「現実見たんでしょ? 自分の足で歩いて、その目で見て、声を聞いて。…そうしてあの子らのために何かしたいって思えたなら、今日はそれだけで充分」

「っ……」

「ほら、行くよ。今頃付き人さんが探し回ってるんじゃない? 早く戻ってあげないと」

言うだけ言って行こうとする少年のマントをクローディアは掴んだ。振り返った少年は目を丸くさせると、自身の服を掴むクローディアの顔と手を交互に見る。

「……なに?」

「名前を、」

「名前? 誰の?」

クローディアは少年に名前を尋ねようとしていたのだが、いつもの癖でつい言葉を止めてしまった。家族以外の男性とこんなに近くで見つめ合うのが初めてだということに気づき、思わず言葉を飲み込んでしまったのだ。

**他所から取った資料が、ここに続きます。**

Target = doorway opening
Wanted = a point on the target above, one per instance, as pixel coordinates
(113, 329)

急に黙ったクローディアが何を言おうとしていたのかを感じ取ったのか、少年は緩々と口元を綻ばせた。

「リアン」

「……リアン?」

「そう。俺の名前」

少年はリアンと名乗ると、出身は南の方の国であり、ここアウストリア帝国へは建国祭のために来たと告げた。帝国では滅多に見かけない金色の髪は、南の国では珍しくない色だとも言う。

最後にアンナと居た場所を目指してリアンと歩き出したクローディアは、自身はディアと名乗った。近しい人しか呼ばない名だが、クローディアと名乗るわけにはいかない。

理由は分からないが、真っ直ぐに自分のことを見てくれるリアンにはこの国の皇女だと知られたくなかったのだ。